No South Korean leader had explicitly raised the prospect in decades. Times have changed, however, and the new existential nuclear threat from North Korea looms large. What's more, even polls in relatively liberal South Korea call for the development of its own nuclear weapons.
The U.S. deployed tactical nuclear weapons in South Korea in 1958, five years after a truce suspended without ending the Korean War in which U.S. and UN forces helped the South push back a China-assisted North Korean invasion. But the U.S. strategic weaons were removed following the end of the Cold War in 1991.
Meanwhile, the North Korean nuclear arsenal
has evolved from threats to reality and is rapidly expanding, reportedly with the covert assistance of China, as chronicled by Geostrategy-Direct
Team Biden has insisted it is not planning to redeploy nuclear weapons on the Korean Peninsula.
However on Wednesday, the two countries released text of a new "Washington Declaration," which is a demonstration of America’s willingness to use its nuclear deterrent to protect South Korea.
The declaration, released as Yoon visited the White House, states that Seoul will have a greater voice in consultations on a potential American nuclear response to a North Korean attack in return for swearing off developing its own nuclear weapons, the Wall Street Journal cited U.S. officials
Under the agreement, South Korea’s leadership will get a long-sought place at the table on the use of U.S. nuclear forces to defend South Korea, the Journal's report said. The U.S. would still retain control over targeting and the execution of nuclear operations. Seoul, in return, would restate its commitment not to develop its own nuclear arsenal.
The accord also states that a U.S. ballistic missile submarine will make a high-profile visit to South Korea.
In 1975, South Korean joined the Nuclear Nonproliferation Treaty, under which nations without nuclear weapons agree never to develop or acquire them.
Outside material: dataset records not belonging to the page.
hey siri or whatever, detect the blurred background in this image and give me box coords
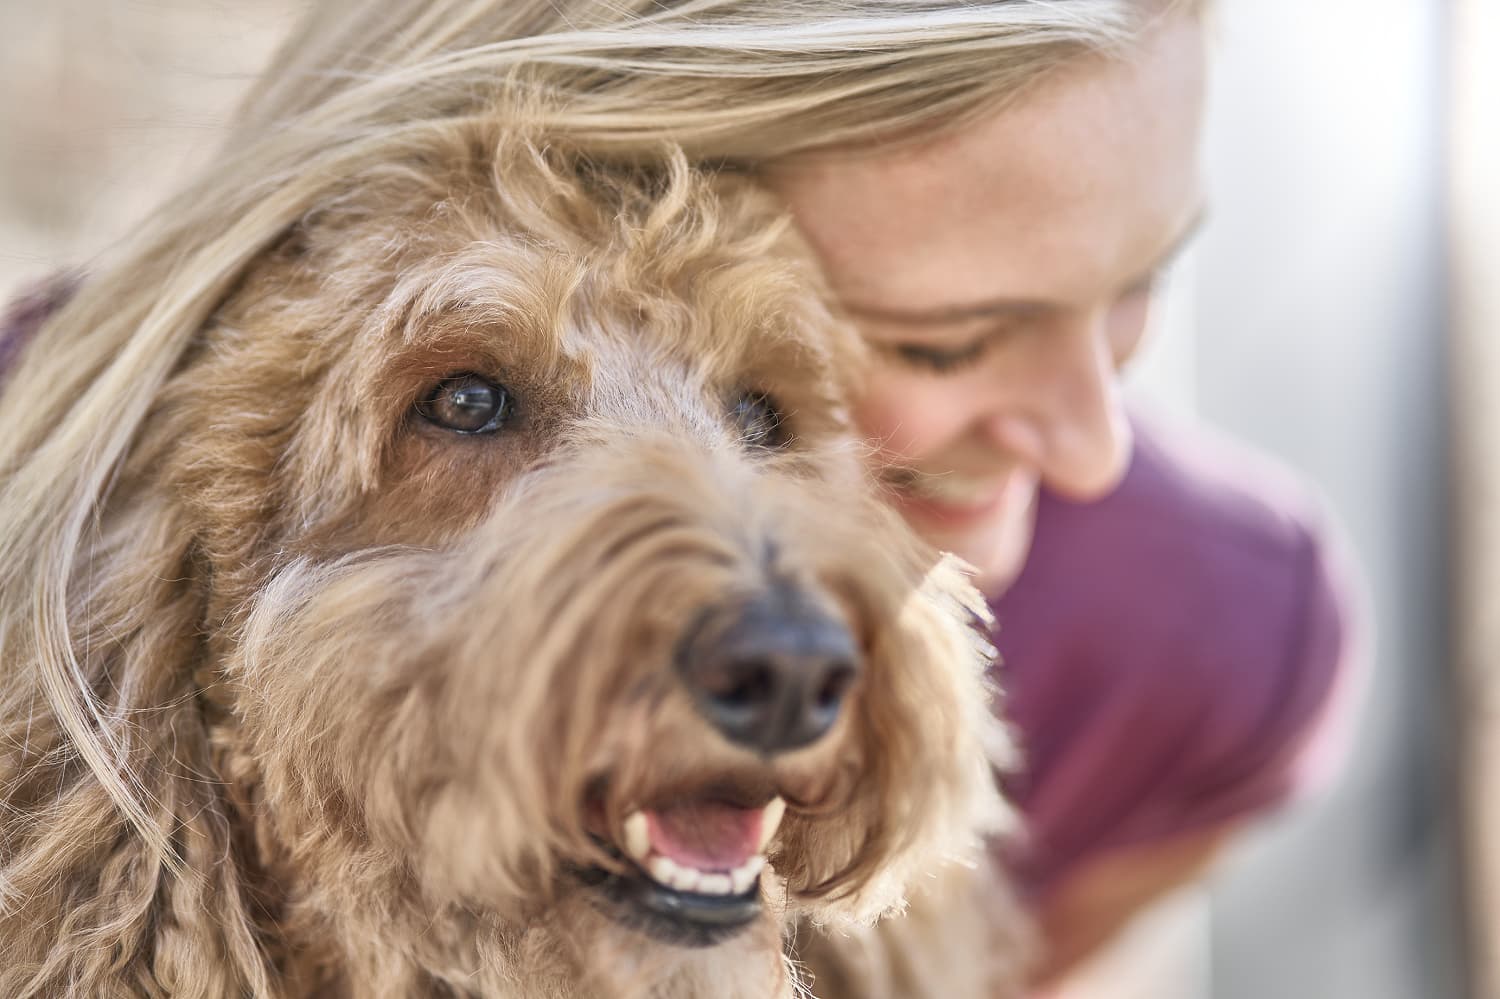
[0,2,1491,997]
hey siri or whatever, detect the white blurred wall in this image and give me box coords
[0,1,299,296]
[1187,2,1460,996]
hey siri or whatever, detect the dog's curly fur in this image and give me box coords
[0,121,1023,998]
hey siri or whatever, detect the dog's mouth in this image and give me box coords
[581,793,785,947]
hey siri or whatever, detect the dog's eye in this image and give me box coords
[732,392,790,450]
[417,373,514,435]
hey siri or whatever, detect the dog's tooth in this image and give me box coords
[669,865,702,894]
[698,873,732,896]
[757,797,786,853]
[730,856,765,895]
[648,855,680,888]
[623,811,650,861]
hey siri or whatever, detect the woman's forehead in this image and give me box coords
[765,10,1206,314]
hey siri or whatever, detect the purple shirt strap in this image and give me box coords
[0,272,81,386]
[990,411,1365,906]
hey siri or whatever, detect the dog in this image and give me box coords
[0,123,1018,997]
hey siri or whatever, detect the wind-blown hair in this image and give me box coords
[0,0,1185,944]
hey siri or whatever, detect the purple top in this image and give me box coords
[0,272,78,385]
[991,412,1363,905]
[1,281,1361,912]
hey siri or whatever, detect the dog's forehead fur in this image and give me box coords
[173,127,863,555]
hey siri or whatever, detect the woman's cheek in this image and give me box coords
[852,372,967,463]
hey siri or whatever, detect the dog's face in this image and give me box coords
[140,128,1002,993]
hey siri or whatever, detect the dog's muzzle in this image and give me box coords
[580,585,860,945]
[676,584,861,755]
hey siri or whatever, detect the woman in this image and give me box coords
[768,6,1360,986]
[0,0,1358,991]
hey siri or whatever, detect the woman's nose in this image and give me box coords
[982,311,1133,499]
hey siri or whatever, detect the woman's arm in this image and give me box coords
[1030,822,1238,990]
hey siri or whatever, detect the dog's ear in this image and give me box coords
[774,552,1016,928]
[0,495,276,997]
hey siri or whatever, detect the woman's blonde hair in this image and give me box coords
[0,0,1188,862]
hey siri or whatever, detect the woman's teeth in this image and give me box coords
[901,474,1007,506]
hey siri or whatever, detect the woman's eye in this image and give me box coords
[889,339,988,374]
[416,373,515,435]
[732,391,791,450]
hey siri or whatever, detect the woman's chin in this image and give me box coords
[920,504,1037,598]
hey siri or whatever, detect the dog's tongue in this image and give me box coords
[644,801,763,872]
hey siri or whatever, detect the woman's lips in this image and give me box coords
[887,471,1035,532]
The new agreement will formally commit the U.S. to “make every effort to consult” with South Korea on the potential use of nuclear weapons. That will involve maintaining what the declaration calls a “robust communications infrastructure” to facilitate top-level consultations during a nuclear crisis.
"The accord will establish a new Nuclear Consultative Group in which senior officials from the two countries would regularly meet to discuss how to reinforce deterrence and the cases in which nuclear weapons might be used," the Journal's report noted.
Like many other U.S. allies in the East, South Korea is also confronting a rapidly-expanding China threat while U.S. policy changes with each new occupant of the White House, analysts say.
"President Yoon is finally bucking two decades of Chinese coercion that has made South Korea limit its criticism of China in order to sustain profitable economic ties, and even limit it missile defense cooperation with the United States," Rick Fisher wrote in an April 25 Geostrategy-Direct
Related: U.S. allies awaken, mount global pushback against rising Chinese aggression
, April 25, 2023
Toward the end of an interview with Reuters published on April 19, Yoon angered Beijing with strong and unprecedented statements regarding China’s coercion of Taiwan: “After all, these tensions occurred because of the attempts to change the status quo by force, and we together with the international community absolutely oppose such a change…The Taiwan issue is not simply an issue between China and Taiwan but, like the issue of North Korea, it is a global issue.”
Fisher wrote: "Yoon and South Koreans are tiring of China’s constant nuclear and missile assistance to North Korea and that, with China’s continuing military threats, are adding to South Korean doubts over America’s nuclear and non-nuclear deterrent."